Ah, yes, quite right: since the projections match the whole patterns, the bang patterns in a constructor would be forced as soon as one of the fields in the constructor is used, so this also diverges:

ex3 = let (x, !y) = (5,undefined) in x

The rule is consistent, to me it just seems quite unintuitive.

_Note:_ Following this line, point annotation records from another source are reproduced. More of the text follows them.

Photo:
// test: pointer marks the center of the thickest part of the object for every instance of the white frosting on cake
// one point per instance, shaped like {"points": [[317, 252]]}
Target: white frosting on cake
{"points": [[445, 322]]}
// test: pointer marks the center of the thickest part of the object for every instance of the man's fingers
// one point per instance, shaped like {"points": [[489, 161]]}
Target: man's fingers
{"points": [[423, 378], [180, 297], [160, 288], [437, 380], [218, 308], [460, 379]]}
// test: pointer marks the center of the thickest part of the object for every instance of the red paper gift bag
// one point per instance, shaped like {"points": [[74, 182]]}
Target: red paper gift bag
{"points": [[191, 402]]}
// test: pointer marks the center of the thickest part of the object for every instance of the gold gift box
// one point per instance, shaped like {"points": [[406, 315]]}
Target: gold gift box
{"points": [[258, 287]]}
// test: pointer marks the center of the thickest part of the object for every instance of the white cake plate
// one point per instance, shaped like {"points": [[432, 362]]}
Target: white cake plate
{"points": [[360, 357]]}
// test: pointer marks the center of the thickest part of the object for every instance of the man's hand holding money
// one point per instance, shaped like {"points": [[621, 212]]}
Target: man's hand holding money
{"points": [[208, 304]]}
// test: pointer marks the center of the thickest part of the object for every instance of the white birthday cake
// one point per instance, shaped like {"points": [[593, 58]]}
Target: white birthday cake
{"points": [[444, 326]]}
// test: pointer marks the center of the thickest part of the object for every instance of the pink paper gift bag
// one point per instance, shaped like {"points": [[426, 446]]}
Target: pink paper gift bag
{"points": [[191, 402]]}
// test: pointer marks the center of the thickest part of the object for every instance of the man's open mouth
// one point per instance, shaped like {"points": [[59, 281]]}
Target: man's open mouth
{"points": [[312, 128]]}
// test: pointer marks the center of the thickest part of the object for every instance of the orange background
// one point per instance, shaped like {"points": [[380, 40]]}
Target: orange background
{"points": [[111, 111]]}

On Thu, Sep 10, 2020 at 9:18 AM Richard Eisenberg <rae@richarde.dev> wrote:
This whole area is clearly somewhat troublesome:

On Sep 10, 2020, at 12:05 PM, Iavor Diatchki <iavor.diatchki@gmail.com> wrote:

3. nested bang patterns in pattern bindings should count as "uses" of the value and therefore should be strict.  For example if I write `let ( !x, !y ) = undefined in ()`, I think this should be equivalent to `let (x,y) = undefined in x `seq` y `seq` ()`.  With the current behavior the bang patterns don't do anything, while my guess would be that most people would expect the suggested behavior instead.  As usual, we should not allow that at the top level.

This isn't quite right.

Consider

ex0 = let ( !x, !y ) = undefined in ()
ex1 = let ( !x, !y ) = (5, undefined) in x
ex2 = let ( !x, y )  = (5, undefined) in x

ex0 converges, because let-bindings are lazy by default.
ex1 diverges, because the bang on y means that, when the patten-match happens at all, x and y are bound strictly. So bangs *do* matter in nested patterns within pattern bindings. By contrast, ex2 converges.

Again, I'm not arguing in favor of the current behavior, but I want to make sure we're all as informed as possible in this debate.